WASHINGTON, March 16 (Reuters) - U.S. consumer prices rose the most in 10 months in February as the cost of gasoline spiked, but there was little sign that underlying inflation pressures were building up. Surging gasoline prices put a small dent in consumer confidence early this month, other data showed on Friday. Still, Americans do not believe the sharp run-up in prices will last. The Labor Department said the Consumer Price Index rose 0.4 percent in February after advancing 0.2 percent in January. Gasoline accounted for more than 80 percent of the rise.

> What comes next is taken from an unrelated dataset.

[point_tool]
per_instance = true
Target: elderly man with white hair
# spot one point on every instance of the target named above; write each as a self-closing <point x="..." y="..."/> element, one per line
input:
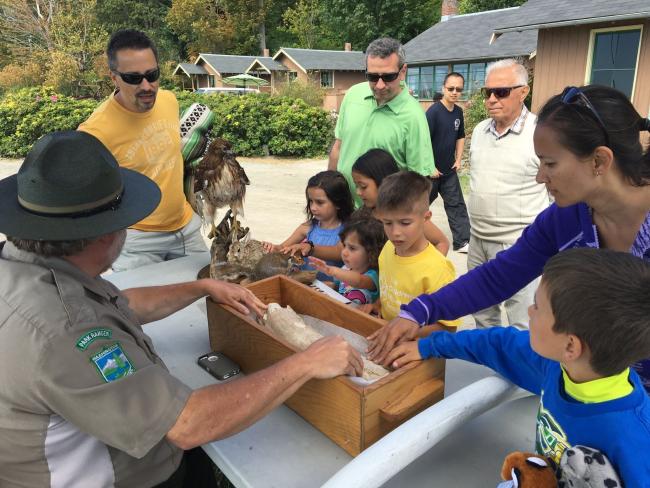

Stripping out volatile food and energy costs, the so-called core CPI edged up just 0.1 percent. "Consumer purchasing power, at least for the next few months, is going to remain pressured by rising gasoline prices," said Sam Bullard, a senior economist at Well Fargo Securities in Charlotte, North Carolina. However, he said a trend toward lower inflation was still in place. Consumer prices rose 2.9 percent last month from a year-ago, unchanged from January but down from a peak of 3.9 percent in September. The core index was up 2.2 percent over the 12 months through February, slowing from 2.3 percent in January.
The Federal Reserve said on Tuesday the recent spike in energy costs would likely lift inflation only temporarily. Over a longer horizon, it said inflation was poised to run at or below its 2 percent target.